Radix tree vs Hashtable

38 Views Asked by At

I wanted to compare the hash table vs radix tree. For fixed length keys, for sure, hash table is always the best option, considering that we don't care about sorted order, but for variable length keys, things are much complicated, so the question will assume variable length keys.

Time complexities:

  1. Hashtable insertion time is O(n) due to hash function.
  2. Radix tree insertion time is said to have O(n) as well.

I tried the following where data1 is "testtesttest...." and data2 is "testtesttest...2"(they are 40000 lengths each and data2 only has one string different in the end from data1). For hash table insertion, the only time consuming is hash function so I just use hash function, even though this is not the has function most languages use.

console.time();
radixTree.addWord(data1);
radixTree.addWord(data2);
console.timeEnd();

console.time();
keccak256(data1);
keccak256(data2);
console.timeEnd();

Basically, adding 2 such strings in a radix tree takes 9ms whereas in hash functions take 2ms. You can add extra overhead for actually storing it in hashtable(since I'm not using it here), but the most it will take is 3ms. So 9ms vs 3ms. Why does it say that both algorithm's insertion time is O(n)?
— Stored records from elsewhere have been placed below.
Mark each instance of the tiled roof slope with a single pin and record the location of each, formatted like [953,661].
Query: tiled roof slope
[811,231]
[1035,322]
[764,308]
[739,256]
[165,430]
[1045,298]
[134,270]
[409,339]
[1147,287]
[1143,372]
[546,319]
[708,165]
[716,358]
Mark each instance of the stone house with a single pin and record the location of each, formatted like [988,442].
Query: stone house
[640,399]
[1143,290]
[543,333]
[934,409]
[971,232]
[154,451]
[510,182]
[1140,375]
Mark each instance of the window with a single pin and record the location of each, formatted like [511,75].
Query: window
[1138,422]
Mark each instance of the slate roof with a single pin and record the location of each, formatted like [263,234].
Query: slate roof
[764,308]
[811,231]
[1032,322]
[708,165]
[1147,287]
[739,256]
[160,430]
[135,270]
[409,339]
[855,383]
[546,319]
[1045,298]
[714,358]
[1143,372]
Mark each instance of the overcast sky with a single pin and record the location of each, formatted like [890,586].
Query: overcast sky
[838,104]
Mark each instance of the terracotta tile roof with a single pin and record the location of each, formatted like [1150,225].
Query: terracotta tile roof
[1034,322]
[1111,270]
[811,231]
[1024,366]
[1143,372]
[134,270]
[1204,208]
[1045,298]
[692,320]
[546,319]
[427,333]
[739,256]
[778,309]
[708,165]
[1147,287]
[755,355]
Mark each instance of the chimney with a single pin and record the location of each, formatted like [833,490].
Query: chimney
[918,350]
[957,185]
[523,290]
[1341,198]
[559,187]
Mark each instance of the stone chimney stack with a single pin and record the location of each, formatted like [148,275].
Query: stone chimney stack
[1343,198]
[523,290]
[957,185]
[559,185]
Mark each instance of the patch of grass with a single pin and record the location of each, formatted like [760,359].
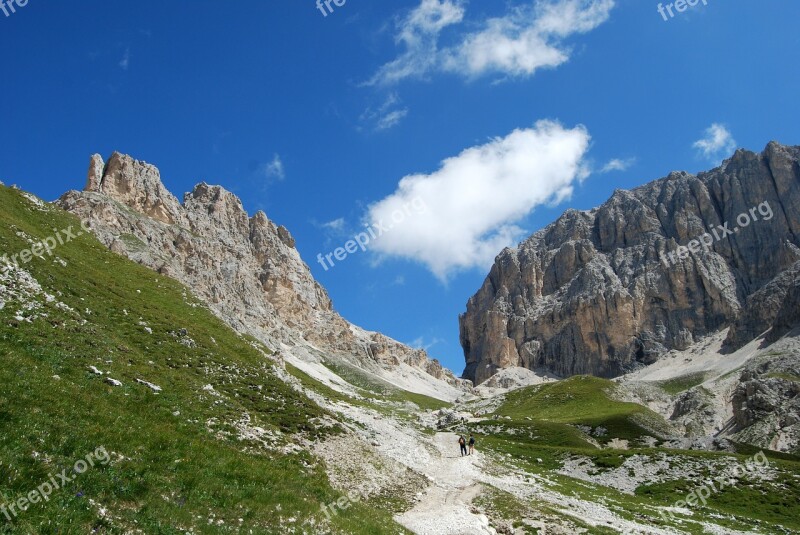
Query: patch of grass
[585,401]
[188,458]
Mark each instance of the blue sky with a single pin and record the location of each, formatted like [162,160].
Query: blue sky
[485,119]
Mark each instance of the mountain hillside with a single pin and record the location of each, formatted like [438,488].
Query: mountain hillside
[246,268]
[609,290]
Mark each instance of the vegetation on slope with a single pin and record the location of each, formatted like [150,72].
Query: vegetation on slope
[214,451]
If we don't care about the ordered set and just building a dictionary, I don't ever see raddix tree winning over hashtable in terms of performance. In terms of memory, first creation of hashtable might take more memory but in terms of time complexities, hashtable always results in the better performance. Your thoughts?

Radix tree is only good if you compare it with other trees and when you need an ordered list, isn't this true?

1

There are 1 best solutions below

0
Matt Timmermans On

Common reasons for using some kind of radix tree (usually large fan-out B-tree variant) instead of a hash table for variable-length keys:

  • You need the ordering (as you've noted)
  • Hash table complexities are "expected". Sometimes you need to bound your real worst-case complexity.
  • As hash tables grow, you sometimes need to reallocate the whole thing. Sometimes that's unacceptable. You can make hash tables that grow incrementally, but it's a pain and wastes memory.
  • On block-structured media like disk or flash, B-tree-like data structures are often used to keep track of the blocks that make up a file. If you can go directly to the media, then you can make a radix tree where you map your B-tree blocks directly to media blocks, and you don't need this extra B-tree layer. A radix tree can actually do less pointer-following than a hash table.